- Edited
Hi I'm Jihi, I decided to post this to give you guys a chance to talk about what's bothering you without having to start the conversation yourselves.
Reader or a writer, we're humans and we deal with lots of things everyday that would make Us feel deprived of energy and Willpower, the act of living itself effects our daily mental health, so if there's anything you want to get off of your chest, do it here!
I'll go first... Okay, so lately I've been stressed beyond my capacity, My mental health is at its lowest and it hasn't been like this since at I graduated highschool years ago...
I'm in college working on my thesis and its giving me hell to deal with, I'm nowhere near started but the deadline is approaching, and I can't bring myself to work because there's just lots of things happening at once in my life, plus I feel like I can't understand what I'm doing (Basically I feel stupid), I'm working alone and I tried to get help but I didn't find it, so the only thing left with me, is these dark thoughts in my head causing me to question my worth and intelligence, and whether I can do anything anymore.
I'd say that the only way to breath I had for the past few months, would be writing my stories, but even those don't come with only advantages... I'm constantly doubting myself as a writer too, and I'm questioning whether I should keep writing, what if the chapter i just released was B.S?!
these kinda thoughts are swarming in my head, crashing on each other like big deadly waves and making me feel sick to my stomach.
I can't get the help I need at the moment, so my only option is to hold on until help is possible, and I'm doing whatever I could to push myself further, even though I'm pushing less and less everyday.

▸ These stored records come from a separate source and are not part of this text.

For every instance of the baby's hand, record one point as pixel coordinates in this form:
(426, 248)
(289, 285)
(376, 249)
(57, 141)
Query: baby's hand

If you read this so far, I want you to know that I'm grateful for that, and you're not alone.
No matter how big or small the reason you're feeling bad for right now, it's ok not to be okay.
I won't give advices about how to keep going forward or tell you to be happy and cheer up, I'm in a tough spot myself and I Know the legendary 'Be happy' advice is Crap, so I'm just gonna say, it's fine to feel like you're sick of everything, life isn't cupcakes and rainbows, sometimes it's cavities and Storms.
All I can say is that I hope you find a solution, and a good one to your problem.